Я не могла насмотреться на все, что приказала принести бабушка. Таких вещей, скажу, вы и не видывали. Персидские ковры, что твое ноле, покрытое муравой и усеянное цветами. Яркие, мягкие, как бархат, нога в них так и тонет, прелесть, а не ковры! А что за шандалы! Амур бежит с колчаном, а в колчане нет уже стрел, он все их расстрелял, а в руках несет факел — этот-то факел и есть шандал. А потом втащили огромный столп, старинные часы с курантами. Завели их, сперва играют они, а потом отворяется дверь, выходит лев, водит большими круглыми глазами, озирается и бьет ногой о камни: что ни удар ногой, то удар часов, и бьют они тот час, который наступил.

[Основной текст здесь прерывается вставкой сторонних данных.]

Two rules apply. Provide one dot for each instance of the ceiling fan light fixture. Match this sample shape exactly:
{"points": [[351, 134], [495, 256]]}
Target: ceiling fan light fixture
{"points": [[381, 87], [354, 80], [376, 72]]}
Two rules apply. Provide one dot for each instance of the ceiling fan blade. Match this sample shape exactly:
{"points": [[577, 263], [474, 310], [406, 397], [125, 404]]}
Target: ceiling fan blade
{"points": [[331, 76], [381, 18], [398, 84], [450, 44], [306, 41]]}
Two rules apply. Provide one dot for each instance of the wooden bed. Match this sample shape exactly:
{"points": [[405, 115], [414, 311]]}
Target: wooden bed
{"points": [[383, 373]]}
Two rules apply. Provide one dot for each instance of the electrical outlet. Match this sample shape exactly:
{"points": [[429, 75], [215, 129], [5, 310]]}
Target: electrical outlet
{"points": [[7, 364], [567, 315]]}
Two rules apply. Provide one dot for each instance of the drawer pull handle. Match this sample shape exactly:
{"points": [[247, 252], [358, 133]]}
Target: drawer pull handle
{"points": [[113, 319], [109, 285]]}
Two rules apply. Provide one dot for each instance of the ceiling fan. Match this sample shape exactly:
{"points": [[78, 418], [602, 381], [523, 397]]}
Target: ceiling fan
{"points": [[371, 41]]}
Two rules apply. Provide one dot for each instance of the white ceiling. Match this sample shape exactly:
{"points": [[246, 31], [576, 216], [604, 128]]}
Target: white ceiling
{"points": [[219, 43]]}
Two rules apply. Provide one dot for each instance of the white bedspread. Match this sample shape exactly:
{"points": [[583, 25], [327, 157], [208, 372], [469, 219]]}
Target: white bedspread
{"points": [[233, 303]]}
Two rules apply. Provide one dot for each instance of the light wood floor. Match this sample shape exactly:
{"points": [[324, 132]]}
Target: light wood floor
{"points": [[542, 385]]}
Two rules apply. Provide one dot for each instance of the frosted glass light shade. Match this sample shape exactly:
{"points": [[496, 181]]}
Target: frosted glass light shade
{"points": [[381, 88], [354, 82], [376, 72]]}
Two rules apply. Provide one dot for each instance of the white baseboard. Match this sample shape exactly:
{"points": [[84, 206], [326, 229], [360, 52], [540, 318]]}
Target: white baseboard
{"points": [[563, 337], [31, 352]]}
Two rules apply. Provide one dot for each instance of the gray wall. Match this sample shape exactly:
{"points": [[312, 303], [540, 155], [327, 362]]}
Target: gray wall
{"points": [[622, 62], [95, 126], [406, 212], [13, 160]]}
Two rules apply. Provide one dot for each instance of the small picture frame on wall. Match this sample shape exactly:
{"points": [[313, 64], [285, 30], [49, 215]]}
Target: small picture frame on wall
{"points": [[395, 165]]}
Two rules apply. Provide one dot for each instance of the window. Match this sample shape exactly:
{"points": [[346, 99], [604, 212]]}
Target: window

Лев пробьет и уходит в дверь, дверь щелкает и затворяется, а куранты опять играют — потом щелк — и все смолкло, до следующего часа. Мы залюбовались львом и его большими желтыми круглыми глазами, которыми он водил, когда часы били 12. Тут бывало на него вволю наглядишься — а когда бьет час — выскочит, и глядь уж и нет его! А как хорошо было одеяло из шемахинского шелка, алое с лазоревыми каймами, такое глянцевитое, яркое, и шуршало оно как-то особенно под рукою. И какие китайские лаки, черные с золотом! На горбатой крышке ларца изображены были золотые высокие горы, золотые птицы, китаец с попугаем на руке, китайский дом, дерево тоже китайское, чуднóе какое-то, уродливое, но такое красивое, вода и мостик, такой затейливый, а по бокам ларца все золотые цветы, тоже какие-то чудные. А столик весь разноцветный, с цветами всех красок и с множеством ящиков. Не успели еще налюбоваться и надивиться подарками бабушки, как пришли тети, каждая с своей горничной, с подносом! Тетушка Наталья Дмитриевна взяла с подноса чернильницу и поставила ее на письменный стол. Она представляла римлянина в горестной позе, опиравшегося на тумбу, в тумбе-то и налиты были чернила, а в урне, стоявшей по другую сторону римлянина, песок — но не простой, а золотой песок. Она также принесла и пресс-папье. Казак, с большим султаном на шапке, сидел на камне, а у ног его лежали сабля, ружье и пика. Около него стоял конь, которого он держал за узду. Тетя Ольга приказала принести свою библиотеку из какого-то очень красивого палевого дерева, с золочеными по бокам сфинксами, с новенькими, зелеными в складку сложенными тафтяными заборами, которыми были подложены стекла шкафчика. Тетя Саша, не зная чем угодить, чем порадовать, принесла свою любимицу, канарейку Mimi, певунью и ручную.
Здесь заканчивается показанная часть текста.